O guitarrista carioca Claudio Zoli, 38, poderia cerrar fileiras com os artistas malditos -caso de Jorge Mautner, Jards Macalé, Itamar Assumpção- se houvesse alguma afinidade poética entre eles. A afinidade que há, esta sim, é a quase impossibilidade de vender discos, além da dificuldade em gravá-los: foram quatro em 12 anos.
Desde sua aparição (comercial) com o grupo Brylho -e o estouro de "Noite do Prazer", aquela do verso "trocando de biquíni sem parar", digo, "tocando B.B. King sem parar"-, ele fez três discos por grandes gravadoras sem nenhuma repercussão. Chega agora a "Férias", o quarto, da Trama.
Mais do que nunca, Zoli se apoiou no trabalho dos produtores (Bôscoli e Max de Castro), que encheram o disco de rimas de rap, loops e timbres.
Grande guitarrista, Zoli está ficando sozinho no panteão do soul brasileiro. Tim Maia já era, Cassiano -com quem iniciou a carreira- e Hyldon estão em exílio voluntário. Isso o fez "pensar de que maneira continuar compondo." Chegou ao formato "romântico sem dor-de-cotovelo" com a ajuda de Bernardo Vilhena, presente em nove das dez faixas do CD.

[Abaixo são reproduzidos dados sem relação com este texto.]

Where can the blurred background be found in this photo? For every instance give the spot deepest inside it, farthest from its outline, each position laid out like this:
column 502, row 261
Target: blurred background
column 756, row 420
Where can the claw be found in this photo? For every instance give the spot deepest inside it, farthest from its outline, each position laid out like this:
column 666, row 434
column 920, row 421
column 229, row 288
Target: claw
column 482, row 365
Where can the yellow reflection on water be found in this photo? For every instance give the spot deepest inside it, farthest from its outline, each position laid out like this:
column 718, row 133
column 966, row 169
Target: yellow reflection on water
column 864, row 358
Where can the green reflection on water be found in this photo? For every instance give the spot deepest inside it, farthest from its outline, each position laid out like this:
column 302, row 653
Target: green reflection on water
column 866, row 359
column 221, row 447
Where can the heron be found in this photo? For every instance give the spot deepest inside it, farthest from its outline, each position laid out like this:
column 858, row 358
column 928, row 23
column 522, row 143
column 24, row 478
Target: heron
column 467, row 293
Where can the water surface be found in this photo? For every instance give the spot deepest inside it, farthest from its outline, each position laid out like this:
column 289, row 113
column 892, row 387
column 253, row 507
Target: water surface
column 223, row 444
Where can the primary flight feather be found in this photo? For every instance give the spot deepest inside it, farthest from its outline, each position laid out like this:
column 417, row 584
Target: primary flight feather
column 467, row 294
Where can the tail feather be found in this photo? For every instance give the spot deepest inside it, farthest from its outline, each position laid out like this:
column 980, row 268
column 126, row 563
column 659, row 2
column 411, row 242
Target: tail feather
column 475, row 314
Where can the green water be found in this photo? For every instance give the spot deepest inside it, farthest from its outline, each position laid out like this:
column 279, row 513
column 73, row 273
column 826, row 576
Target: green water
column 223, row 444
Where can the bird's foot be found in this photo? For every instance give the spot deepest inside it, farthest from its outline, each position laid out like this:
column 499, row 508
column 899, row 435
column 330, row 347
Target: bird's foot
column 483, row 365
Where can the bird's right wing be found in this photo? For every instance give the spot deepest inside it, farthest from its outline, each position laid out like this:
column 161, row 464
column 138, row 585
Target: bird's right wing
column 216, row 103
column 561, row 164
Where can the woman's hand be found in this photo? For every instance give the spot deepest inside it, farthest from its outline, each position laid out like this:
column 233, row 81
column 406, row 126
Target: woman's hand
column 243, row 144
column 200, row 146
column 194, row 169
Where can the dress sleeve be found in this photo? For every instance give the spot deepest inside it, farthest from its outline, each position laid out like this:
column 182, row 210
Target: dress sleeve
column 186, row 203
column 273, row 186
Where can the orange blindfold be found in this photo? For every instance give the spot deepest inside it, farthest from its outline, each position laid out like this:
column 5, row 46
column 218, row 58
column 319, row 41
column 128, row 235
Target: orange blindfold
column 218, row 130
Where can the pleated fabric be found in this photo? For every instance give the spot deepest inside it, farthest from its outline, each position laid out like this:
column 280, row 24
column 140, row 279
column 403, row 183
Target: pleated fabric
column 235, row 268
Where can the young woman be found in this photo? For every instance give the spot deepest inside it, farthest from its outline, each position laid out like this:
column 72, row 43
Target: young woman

Zoli acha que consegue se mostrar por inteiro em "Férias" -"guitarrista, cantor e compositor"-, mas reconhece as evidentes influências do alheio que jogou no disco -George Benson no vocalizar, acompanhando as notas da guitarra, e Maxwell no uso de atmosferas pornô-soft.
"Decidi assumir o Benson, que usava desde o Brylho, mas é uma pegada diferente, sou mais blues".
Mas "Férias" não é só influências. Os versos de rap e a presença de um DJ "atualizaram" Zoli.
O artista vê ligações do soul com a bossa nova, e acredita ter jogado "elementos brazucas" em seu trabalho. "Comecei ouvindo Tim Maia e Cassiano para depois chegar em João Gilberto. Digo que Tim fazia uma bossa nova soul, suas melodias têm acordes parecidos com as da bossa nova. E o meu forte também é a melodia, a canção. Numa das novas músicas, "Vida, Viração", uso muito pandeiro. Não chega a ser um samba, mas a música pode facilmente se tornar um samba no show. É preciso tomar cuidado quando a gente ouve muita música black americana, sem querer copiamos."
Esforçando-se em não parecer imodesto, Zoli se diz à frente de seu tempo. "Sempre acontecia isso com meus discos. Os executivos das gravadoras achavam meu trabalho muito americanizado, não me contratavam. Acho que fazia um pop moderno demais, que ninguém entendia. Na época do Brylho, ninguém falava em reggae, e "Noite do Prazer" é meio reggae."
Curiosamente, quando conheceu o sucesso, com o Brylho, Zoli não segurou, e a banda não cravou um segundo disco. "Perdemos a direção, e rolou uma divergência entre nós."
A garrafa volta a girar, e Zoli reclama de seu ostracismo não-voluntário. "Vivo num país de inversão de valores. Vejo músicos na TV que não sabem tocar uma nota no violão e ainda cantam desafinado. O público não sabe disso, a mídia estoura o que ela quer, e o público se identifica com o que ouve."